Wuchen read the fragment in the smallest space he could claim.

Not his mat alcove. Too close to Wei's footsteps.

Not the outer dorm. Too many eyes.

He sat behind the storage shed where old lantern oil was kept, where the smell of stale fat covered the smell of paper and made most servants avoid it. He held the stitched booklet close to the lamp flame and read until the characters blurred.

It wasn't a grand method.

No soaring names. No talk of heaven.

It was a cheap breathing patch meant for people with weak channels and leaky Origin.

That was why it was useful.

It taught only three things: how to stack the breath, how to seal the tongue and throat to stop qi from rising too fast, and how to "pin" the lower abdomen with a tiny tension that wasn't clenching, more like holding back a cough.

Hold back a cough.

Wuchen understood that.

He had held back screams.

He had held back hunger.

He had held back the urge to run before a man decided to chase him.

So he practiced.

Spine straight.

Tongue pressed.

Inhale in three small layers instead of one long pull.

Exhale even slower, letting the belly stay slightly full, not emptying completely.

The method called it "stacking the breath like bowls."

Thin bowls.

Still bowls.

When night came, Wei brought him to the side room again.

The bronze dish waited, spirit sand grains glinting like trapped stars.

Gu Yan sat across from him, calm.

He didn't ask if Wuchen had read. He already knew. Gu Yan always acted like he knew, and sometimes that made it true.

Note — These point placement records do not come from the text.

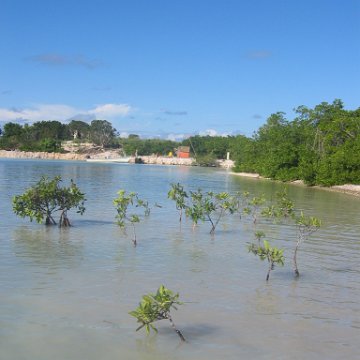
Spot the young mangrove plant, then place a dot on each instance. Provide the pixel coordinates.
(46, 197)
(259, 235)
(122, 204)
(210, 207)
(179, 195)
(252, 206)
(306, 225)
(155, 307)
(272, 254)
(282, 209)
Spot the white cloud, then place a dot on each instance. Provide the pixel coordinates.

Gu Yan nodded once. "Show me," he said.

Wuchen sat and began the stacked breathing from the fragment, keeping his face dull.

Gu Yan watched his shoulders, his throat, the subtle movement of his lower abdomen like a man reading a text written under skin.

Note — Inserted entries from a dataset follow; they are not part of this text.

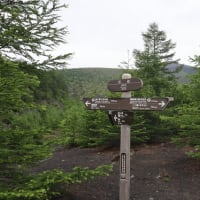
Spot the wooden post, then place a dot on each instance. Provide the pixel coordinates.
(124, 189)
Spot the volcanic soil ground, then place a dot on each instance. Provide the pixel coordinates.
(158, 172)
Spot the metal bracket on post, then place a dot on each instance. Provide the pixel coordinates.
(124, 191)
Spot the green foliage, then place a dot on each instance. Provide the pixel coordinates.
(187, 116)
(89, 82)
(29, 29)
(16, 93)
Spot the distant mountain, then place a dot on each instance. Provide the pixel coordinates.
(85, 82)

After a few breaths, Gu Yan's fingers pressed lightly below Wuchen's navel.

The familiar cold touch.

Wuchen didn't flinch this time.

"Better," Gu Yan murmured. "Your cup is still thin, but your rim is steadier."

Wei stepped forward with the bamboo spoon.

One grain.

Wuchen swallowed.

Warmth slid down.

He held it.

He stacked breath.

He pinned the lower abdomen lightly the way the fragment taught, as if holding back a cough.

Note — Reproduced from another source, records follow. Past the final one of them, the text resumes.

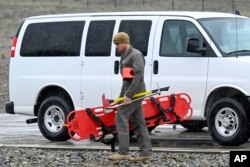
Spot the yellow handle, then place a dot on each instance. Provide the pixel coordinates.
(135, 96)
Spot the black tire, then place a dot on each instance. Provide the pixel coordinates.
(193, 126)
(51, 118)
(227, 122)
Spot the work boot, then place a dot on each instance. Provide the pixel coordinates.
(141, 158)
(119, 157)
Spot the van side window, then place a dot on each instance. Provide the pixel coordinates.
(138, 31)
(99, 38)
(174, 38)
(52, 39)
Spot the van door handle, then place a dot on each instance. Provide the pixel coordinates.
(155, 67)
(116, 67)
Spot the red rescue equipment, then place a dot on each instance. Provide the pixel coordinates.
(128, 73)
(92, 123)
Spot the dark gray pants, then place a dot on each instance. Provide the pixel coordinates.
(135, 112)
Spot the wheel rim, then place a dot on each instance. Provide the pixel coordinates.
(226, 122)
(54, 119)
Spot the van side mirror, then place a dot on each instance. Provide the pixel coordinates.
(194, 47)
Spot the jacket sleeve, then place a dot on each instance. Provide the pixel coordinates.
(138, 66)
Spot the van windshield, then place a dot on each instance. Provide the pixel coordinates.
(230, 35)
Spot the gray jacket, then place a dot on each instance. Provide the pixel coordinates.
(135, 59)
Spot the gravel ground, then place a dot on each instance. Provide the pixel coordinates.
(29, 157)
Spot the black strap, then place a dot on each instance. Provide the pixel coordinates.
(162, 111)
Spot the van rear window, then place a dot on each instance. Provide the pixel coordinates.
(99, 38)
(52, 39)
(139, 31)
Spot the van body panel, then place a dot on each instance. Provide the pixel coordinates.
(222, 70)
(38, 71)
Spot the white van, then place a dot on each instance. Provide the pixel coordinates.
(61, 63)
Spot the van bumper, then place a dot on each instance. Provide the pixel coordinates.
(9, 107)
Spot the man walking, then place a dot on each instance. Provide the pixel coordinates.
(134, 60)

The warmth settled lower than before, becoming a tiny pressure coin in his belly.

It wavered.

He held.

Gu Yan's voice was soft. "Good," he said. "Now don't celebrate."

Wei tipped the spoon again.

Second grain.

Wuchen swallowed.

The warmth doubled, trying to surge upward like a panicked animal. His chest tightened. His fingers twitched.

He almost lost it.

He stacked breath again, slower this time, forcing the warmth down, down, into the quiet hollow.

His abdomen felt heavier, not hot, just occupied.

For three breaths, it stayed.

Then the familiar leaking began: a faint warmth drifting into his palms, a tingling at fingertips, a soft heat behind his eyes.

Wuchen clenched his jaw and corrected his breath, pinning again.

The leak slowed.

Not stopped.

Slowed.

Gu Yan's fingers pressed and held for a moment, then lifted away. "Enough," he said.

Wuchen's eyes opened.

Sweat dampened his hairline, but he had not collapsed. The pressure in his belly still existed, small but real.

Two grains.

Not gone.

Gu Yan smiled faintly. "You leaked less," he said.

Wuchen bowed. "Yes."

Gu Yan's eyes brightened slightly. "That means you're learning," he said. "Learning is expensive, so you will pay."

Wuchen's stomach tightened. "How?"

Gu Yan tapped the bronze dish with a fingernail. "You will run an errand for me," he said gently. "To Senior Sister Lan."

Wuchen's breath caught.

Gu Yan watched that breath like he was tasting it. "She's curious," he said softly. "So we feed her something she thinks she stole."

Wuchen's throat went dry. "What do I carry?"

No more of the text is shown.